Isto porque, de acordo com o responsável, o banco “precisa de sustentabilidade a prazo”.

No início deste mês foi conhecido que esta instituição -- que ficou com ativos do ex-BES, alvo de medida de resolução em agosto de 2014 -- teve prejuízos recorde de 1.395,4 milhões de euros em 2017, num ano em que constituiu mais de 2.000 milhões de euros de imparidades (provisões para perdas potenciais).

Na sequência deste nível elevado de perdas, o Novo Banco ativou o mecanismo de capital contingente negociado com o Estado português, pedindo que o Fundo de Resolução bancário (entidade na esfera do Estado financiada pelas contribuições dos bancos) o capitalize num montante de 791,7 milhões de euros.

Uma vez que o Fundo de Resolução não tem todo esse valor, o Estado deverá emprestar até 450 milhões de euros ao fundo para capitalizar o Novo Banco.

“Os contribuintes portugueses pelos vistos vão emprestar ao Novo Banco 450 milhões [...] ao Fundo de Resolução“ e “o que posso fazer” é assegurar a “criação de valor deste banco e ao melhor preço possível”, sustentou António Ramalho.

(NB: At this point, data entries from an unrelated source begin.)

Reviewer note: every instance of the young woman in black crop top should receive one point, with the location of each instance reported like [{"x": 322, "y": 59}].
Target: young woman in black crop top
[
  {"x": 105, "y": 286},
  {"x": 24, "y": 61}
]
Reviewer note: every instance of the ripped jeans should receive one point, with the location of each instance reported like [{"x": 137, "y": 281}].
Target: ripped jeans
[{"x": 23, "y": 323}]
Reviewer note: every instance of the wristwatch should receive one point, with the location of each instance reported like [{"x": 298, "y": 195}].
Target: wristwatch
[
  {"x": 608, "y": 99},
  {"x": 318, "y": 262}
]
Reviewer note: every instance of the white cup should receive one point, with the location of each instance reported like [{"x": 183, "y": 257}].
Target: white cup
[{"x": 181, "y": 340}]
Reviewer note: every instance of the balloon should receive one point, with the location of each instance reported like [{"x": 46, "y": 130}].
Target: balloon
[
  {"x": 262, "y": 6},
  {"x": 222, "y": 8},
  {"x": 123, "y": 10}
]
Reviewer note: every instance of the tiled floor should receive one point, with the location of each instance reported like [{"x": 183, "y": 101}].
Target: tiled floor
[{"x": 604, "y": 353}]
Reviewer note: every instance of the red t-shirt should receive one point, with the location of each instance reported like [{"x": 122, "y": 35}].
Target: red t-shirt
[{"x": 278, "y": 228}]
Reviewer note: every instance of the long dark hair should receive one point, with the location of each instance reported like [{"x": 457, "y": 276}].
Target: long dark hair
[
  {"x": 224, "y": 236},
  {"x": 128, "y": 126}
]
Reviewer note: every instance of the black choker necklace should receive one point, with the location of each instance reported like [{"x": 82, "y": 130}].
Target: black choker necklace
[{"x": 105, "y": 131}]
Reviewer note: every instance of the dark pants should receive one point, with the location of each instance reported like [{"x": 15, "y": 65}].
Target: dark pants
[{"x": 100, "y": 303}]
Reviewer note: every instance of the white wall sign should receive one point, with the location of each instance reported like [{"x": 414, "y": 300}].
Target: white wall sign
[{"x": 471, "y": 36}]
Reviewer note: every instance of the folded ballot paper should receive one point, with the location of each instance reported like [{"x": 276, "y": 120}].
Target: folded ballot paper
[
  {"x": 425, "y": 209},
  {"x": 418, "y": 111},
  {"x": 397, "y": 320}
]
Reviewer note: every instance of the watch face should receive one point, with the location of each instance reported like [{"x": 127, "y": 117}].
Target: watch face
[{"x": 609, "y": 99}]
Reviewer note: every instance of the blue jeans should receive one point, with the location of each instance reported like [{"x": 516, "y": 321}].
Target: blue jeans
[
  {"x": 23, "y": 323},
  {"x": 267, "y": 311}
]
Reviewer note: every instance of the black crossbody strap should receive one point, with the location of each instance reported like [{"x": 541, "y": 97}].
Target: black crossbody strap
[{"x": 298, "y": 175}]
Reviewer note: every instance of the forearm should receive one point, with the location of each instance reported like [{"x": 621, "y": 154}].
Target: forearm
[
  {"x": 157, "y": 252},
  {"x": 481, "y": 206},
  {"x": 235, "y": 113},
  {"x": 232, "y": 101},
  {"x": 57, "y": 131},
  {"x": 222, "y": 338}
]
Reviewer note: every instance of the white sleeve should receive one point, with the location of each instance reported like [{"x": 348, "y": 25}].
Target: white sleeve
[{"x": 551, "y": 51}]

Contudo, “nunca lhes darei um valor, mas espero que, quando for avaliado pelos contribuintes portugueses - que também me avaliarão -, façam a conta daquilo que pagaram e do que receberam”, acrescentou.

O acordo feito aquando da venda do Novo Banco (que pertence em 75% ao fundo de investimento norte-americano Lone Star e em 25% ao Fundo de Resolução) prevê que o Fundo de Resolução possa injetar até 3,89 mil milhões de euros no Novo Banco em oito anos para fazer face a perdas num conjunto de ativos que levem os rácios de capital abaixo de determinados níveis.

Ou seja, mesmo depois de o Fundo de Resolução injetar 791,7 milhões de euros no Novo Banco (valor que ainda tem de ser validado), há mais de 3.000 milhões de euros que ainda poderão ser colocados no banco através deste mecanismo.

Questionado sobre a possibilidade de o Novo Banco recorrer a um novo mecanismo de capital, António Ramalho disse que isso “depende das perdas e dos rácios”.

“Isso depende desta dimensão importante, mas que também não devemos pôr de fora do ponto de vista das possibilidades de isso acontecer”, referiu.

Vincando não ser possível estimar rácios, o banqueiro rejeitou, contudo, “tentar antecipar” este cenário.

Já quanto a uma eventual concorrência desleal relativamente a outros bancos nas injeções de capital através do Fundo de Resolução, António Ramalho disse que “sobre os seus ombros pesa esse dever de viabilizar a instituição”.

“Eu sou um homem de sistema e, portanto, naquilo que puder trabalhar para criar valor, também não me esqueço de que o apoio deste banco é feito por um Fundo de Resolução que, em parte, onera todos os bancos, incluindo o nosso”, afirmou.

O responsável abordou ainda o negócio com o Lone Star. Ressalvando que “não há negócios perfeitos”, adiantou que este foi “o negócio possível, que tem como características básicas a distribuição de responsabilidades e de partilha entre acionistas daquilo que era a situação de partida que o banco tinha”.